Most homeowners will be disgruntled by falling house prices - but it could be saving their marriage. Property group Savills says there is a strong correlation between changes in house prices and the number of divorces in England and Wales.
Falling prices makes divorce less affordable, it says. More equity is involved as the average age of splitting couples is getting older. But another survey suggested an economic slowdown hit City marriages.
The Office of National Statistics says that the divorce rate in England and Wales is at a 26-year low, with 11.9 divorcing people for every 1,000 of the married population. But the average age for a divorce is up to 43 for men and 41 for women, driven in part by a striking rise in divorcing couples aged over 50.

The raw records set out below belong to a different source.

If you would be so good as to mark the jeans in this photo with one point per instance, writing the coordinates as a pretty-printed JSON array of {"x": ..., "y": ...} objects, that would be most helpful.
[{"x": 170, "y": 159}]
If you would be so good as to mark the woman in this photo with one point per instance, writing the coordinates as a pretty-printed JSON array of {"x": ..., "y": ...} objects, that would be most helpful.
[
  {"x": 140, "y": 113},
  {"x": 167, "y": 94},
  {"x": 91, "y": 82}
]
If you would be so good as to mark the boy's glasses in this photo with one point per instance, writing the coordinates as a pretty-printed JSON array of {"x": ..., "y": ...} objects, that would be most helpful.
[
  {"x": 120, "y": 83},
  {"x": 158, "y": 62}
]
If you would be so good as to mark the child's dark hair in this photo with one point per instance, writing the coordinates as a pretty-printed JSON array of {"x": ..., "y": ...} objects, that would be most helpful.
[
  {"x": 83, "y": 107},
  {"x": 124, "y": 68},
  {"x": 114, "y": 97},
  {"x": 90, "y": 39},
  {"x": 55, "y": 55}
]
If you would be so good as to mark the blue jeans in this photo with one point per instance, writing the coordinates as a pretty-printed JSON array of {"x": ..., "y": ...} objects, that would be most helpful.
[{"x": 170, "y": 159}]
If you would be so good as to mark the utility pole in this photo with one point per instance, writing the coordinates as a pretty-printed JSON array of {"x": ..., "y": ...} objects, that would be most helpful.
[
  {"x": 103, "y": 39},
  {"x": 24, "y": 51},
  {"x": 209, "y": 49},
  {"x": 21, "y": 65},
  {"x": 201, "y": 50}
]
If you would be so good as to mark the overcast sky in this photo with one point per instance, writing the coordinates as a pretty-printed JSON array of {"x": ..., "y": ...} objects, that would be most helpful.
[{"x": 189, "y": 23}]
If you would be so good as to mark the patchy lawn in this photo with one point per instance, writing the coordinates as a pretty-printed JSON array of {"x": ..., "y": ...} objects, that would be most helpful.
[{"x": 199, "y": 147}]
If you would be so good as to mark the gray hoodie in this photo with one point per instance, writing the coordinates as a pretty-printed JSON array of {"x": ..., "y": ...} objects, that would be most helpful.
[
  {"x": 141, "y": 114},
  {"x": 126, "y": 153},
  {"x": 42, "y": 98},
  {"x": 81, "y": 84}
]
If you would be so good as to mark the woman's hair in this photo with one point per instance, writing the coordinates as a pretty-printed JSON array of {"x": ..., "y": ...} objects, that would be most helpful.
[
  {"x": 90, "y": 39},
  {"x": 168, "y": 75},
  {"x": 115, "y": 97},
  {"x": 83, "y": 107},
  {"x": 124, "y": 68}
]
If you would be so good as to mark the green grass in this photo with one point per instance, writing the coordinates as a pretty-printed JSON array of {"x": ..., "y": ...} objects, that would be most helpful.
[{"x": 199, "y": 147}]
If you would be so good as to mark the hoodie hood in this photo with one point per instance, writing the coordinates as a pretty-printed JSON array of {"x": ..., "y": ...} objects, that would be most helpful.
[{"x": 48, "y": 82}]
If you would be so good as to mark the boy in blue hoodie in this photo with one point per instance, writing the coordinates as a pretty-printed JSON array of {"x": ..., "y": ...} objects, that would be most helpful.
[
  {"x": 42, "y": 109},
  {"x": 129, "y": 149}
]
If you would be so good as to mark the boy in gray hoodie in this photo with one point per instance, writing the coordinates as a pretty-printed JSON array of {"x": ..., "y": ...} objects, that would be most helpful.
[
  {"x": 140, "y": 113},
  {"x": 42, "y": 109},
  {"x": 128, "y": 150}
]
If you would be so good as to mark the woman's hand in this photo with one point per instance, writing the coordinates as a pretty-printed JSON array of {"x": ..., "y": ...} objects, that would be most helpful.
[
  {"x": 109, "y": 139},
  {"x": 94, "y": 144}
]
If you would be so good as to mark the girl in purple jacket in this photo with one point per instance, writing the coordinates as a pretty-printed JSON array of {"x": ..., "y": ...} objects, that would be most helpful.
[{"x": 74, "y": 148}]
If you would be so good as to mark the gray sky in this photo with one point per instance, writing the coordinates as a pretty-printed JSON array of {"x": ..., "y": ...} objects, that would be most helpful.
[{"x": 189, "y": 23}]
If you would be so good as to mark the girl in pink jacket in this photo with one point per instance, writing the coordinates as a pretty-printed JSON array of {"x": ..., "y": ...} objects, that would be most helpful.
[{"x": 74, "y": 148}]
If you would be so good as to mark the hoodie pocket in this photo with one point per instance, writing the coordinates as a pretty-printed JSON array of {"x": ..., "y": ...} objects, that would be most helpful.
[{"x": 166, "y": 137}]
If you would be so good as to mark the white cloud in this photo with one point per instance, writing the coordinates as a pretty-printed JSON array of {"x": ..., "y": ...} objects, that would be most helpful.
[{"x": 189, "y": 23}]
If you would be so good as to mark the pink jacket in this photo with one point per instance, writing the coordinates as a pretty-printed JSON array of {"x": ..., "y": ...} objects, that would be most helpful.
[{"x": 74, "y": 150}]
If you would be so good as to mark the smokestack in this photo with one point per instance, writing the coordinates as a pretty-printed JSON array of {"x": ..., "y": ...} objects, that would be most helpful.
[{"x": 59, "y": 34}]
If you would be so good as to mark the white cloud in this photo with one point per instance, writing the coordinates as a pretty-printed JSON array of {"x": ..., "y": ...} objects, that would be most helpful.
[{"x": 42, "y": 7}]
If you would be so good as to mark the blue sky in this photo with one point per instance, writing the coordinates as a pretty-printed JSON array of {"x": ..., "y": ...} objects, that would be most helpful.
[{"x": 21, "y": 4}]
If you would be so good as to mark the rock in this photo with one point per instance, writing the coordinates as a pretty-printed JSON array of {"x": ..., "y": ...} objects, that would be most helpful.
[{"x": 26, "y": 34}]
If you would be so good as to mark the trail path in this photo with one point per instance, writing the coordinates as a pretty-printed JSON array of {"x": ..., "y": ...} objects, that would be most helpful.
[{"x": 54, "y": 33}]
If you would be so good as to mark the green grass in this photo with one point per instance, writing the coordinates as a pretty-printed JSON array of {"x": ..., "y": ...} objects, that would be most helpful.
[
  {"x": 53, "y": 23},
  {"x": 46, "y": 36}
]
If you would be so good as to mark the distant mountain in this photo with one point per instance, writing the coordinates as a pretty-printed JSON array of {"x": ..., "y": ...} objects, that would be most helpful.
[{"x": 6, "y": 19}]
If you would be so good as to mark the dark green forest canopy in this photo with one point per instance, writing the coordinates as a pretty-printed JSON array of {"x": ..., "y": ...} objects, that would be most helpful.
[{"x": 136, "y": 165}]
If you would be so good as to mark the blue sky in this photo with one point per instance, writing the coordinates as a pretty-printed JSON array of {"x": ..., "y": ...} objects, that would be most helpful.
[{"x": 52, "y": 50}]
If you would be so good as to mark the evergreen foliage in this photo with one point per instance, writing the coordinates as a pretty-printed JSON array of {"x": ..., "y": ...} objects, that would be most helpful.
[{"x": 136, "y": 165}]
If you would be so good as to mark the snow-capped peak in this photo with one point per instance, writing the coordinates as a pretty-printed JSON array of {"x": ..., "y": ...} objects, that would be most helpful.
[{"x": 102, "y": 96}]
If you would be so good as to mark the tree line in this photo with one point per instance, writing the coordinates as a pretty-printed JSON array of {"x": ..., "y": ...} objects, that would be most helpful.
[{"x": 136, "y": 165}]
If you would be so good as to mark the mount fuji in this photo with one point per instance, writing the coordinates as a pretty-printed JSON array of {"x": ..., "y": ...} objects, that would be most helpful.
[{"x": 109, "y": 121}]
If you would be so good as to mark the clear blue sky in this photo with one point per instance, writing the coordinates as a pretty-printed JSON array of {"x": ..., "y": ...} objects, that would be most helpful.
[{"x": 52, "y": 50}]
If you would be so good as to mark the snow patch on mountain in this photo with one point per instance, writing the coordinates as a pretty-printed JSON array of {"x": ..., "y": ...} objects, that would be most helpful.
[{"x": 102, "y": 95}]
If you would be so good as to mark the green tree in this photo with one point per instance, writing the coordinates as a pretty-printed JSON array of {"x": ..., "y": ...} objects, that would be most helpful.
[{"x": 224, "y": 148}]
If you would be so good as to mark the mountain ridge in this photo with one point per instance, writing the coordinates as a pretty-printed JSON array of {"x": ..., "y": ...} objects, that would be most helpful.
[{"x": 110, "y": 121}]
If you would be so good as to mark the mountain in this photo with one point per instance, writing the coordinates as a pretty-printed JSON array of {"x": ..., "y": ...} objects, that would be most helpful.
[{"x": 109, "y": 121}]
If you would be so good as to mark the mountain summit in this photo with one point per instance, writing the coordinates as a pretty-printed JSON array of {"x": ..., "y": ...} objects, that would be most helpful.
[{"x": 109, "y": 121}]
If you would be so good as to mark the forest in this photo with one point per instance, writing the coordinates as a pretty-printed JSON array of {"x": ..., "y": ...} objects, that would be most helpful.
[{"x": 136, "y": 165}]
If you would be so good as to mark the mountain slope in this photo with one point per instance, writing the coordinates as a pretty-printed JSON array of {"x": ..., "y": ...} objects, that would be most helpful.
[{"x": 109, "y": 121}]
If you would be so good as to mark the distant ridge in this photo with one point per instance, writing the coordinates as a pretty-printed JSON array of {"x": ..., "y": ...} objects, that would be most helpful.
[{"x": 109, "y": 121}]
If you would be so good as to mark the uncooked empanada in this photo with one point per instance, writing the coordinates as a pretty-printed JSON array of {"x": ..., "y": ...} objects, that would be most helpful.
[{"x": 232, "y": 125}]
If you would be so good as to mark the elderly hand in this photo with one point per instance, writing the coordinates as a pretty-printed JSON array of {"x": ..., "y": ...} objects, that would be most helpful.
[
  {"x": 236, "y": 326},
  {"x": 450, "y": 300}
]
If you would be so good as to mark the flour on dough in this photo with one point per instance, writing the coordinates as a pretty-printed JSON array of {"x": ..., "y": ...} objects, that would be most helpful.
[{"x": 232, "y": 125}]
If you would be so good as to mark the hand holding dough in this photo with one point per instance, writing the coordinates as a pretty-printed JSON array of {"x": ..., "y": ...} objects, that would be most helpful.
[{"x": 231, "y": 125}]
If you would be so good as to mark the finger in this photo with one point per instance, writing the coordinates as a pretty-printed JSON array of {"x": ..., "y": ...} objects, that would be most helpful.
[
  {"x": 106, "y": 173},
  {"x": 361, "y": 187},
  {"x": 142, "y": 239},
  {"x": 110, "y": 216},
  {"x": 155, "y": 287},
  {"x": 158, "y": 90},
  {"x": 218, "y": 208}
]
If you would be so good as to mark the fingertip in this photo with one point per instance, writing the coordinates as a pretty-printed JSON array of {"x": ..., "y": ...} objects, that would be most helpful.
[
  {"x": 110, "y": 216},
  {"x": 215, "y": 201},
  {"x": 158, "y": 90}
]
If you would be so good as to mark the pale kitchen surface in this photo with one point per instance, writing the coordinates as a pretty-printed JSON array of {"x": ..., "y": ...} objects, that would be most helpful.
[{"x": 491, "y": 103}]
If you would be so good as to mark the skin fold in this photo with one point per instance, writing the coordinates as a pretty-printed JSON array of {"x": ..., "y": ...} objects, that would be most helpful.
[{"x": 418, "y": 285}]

"The seven year itch is becoming the 20 to 25 year itch," said Lucian Cook, director of research at Savills. "They are couples who have climbed the housing ladder and, having generated significant equity, divide it between them when they separate."
As a result, they could be more likely to stall on divorcing and selling up, or could be waiting for prices to fall further before buying smaller properties separately. But other surveys suggest that the economic downturn could affect marriages among those working in the City.
A poll commissioned by law firm Mishcon de Reya earlier this year suggested that a fifth of stockbrokers, hedge fund managers and analysts knew a colleague who had been issued with divorce proceedings since the downturn began.